Using Kubernetes's new Bound Service Account Tokens for secure workload identity
Security is a first-class concern for Linkerd. It plays a critical role in enhancing the overall security of the system, and this is only possible if Linkerd itself is secure. We recently added support for Kubernetes’s new bound service account tokens to Linkerd. This is a big step forward for security. But why? In order to understand that, first we need to understand how Linkerd uses service accounts.
Linkerd provides mutual TLS (mTLS) to secure communication between workloads.

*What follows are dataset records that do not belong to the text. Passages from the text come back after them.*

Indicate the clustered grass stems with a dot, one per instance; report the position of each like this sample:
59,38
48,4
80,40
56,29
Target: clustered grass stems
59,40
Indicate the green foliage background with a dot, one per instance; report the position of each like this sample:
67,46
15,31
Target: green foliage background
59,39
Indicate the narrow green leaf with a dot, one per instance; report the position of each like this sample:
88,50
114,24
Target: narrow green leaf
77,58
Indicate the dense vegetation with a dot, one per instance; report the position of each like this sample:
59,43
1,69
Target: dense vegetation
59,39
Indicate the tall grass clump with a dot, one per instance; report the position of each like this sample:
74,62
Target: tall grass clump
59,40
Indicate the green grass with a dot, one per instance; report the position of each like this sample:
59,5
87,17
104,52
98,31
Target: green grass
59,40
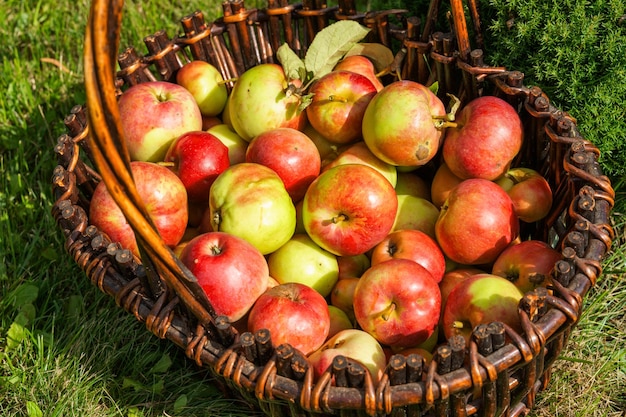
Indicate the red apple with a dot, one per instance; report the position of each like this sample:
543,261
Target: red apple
398,302
339,100
291,154
398,125
481,299
488,135
153,114
527,264
348,209
231,271
413,245
476,222
530,192
293,313
198,158
164,197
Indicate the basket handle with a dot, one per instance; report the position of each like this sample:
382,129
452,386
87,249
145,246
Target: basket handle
112,159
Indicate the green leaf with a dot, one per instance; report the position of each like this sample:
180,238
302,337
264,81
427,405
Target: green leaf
331,44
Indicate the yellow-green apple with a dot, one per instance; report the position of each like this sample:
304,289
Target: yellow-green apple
197,158
361,65
530,192
260,101
236,145
293,313
415,246
354,344
481,299
231,272
206,85
359,153
153,114
488,135
164,197
348,209
398,124
339,321
416,213
409,183
302,260
250,201
339,100
527,264
398,302
291,154
476,222
443,182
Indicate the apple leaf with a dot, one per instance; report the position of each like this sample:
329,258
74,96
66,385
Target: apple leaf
331,44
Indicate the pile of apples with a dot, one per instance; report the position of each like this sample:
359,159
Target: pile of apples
308,214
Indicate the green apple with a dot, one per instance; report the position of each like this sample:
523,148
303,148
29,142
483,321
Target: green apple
250,201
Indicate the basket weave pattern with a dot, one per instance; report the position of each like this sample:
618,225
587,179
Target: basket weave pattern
498,373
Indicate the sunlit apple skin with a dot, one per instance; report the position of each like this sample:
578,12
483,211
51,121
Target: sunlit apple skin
302,260
354,344
348,209
153,114
339,100
530,192
198,158
250,201
398,302
527,264
488,135
398,124
293,313
206,85
258,102
481,299
164,197
476,223
291,154
359,153
361,65
415,246
231,272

Central to any type of communication security is the notion of identity —as
discussed in the Kubernetes engineer’s guide to mTLS,
without identity you have no authenticity, and without authenticity you do not have
secure communication. All of Linkerd’s mTLS magic is possible because the
control plane (specifically the identity
component) issues a certificate that
the proxy uses to authenticate itself with other services.
But what is the identity contained in this TLS certificate? And how does Linkerd’s identity component ensure it is issuing a certificate to a proxy in the cluster and not some intruder trying to communicate with other services in the cluster? How does the control plane ensure identities of the proxies itself? We’ll answer those questions in this blog post. Let’s dive in!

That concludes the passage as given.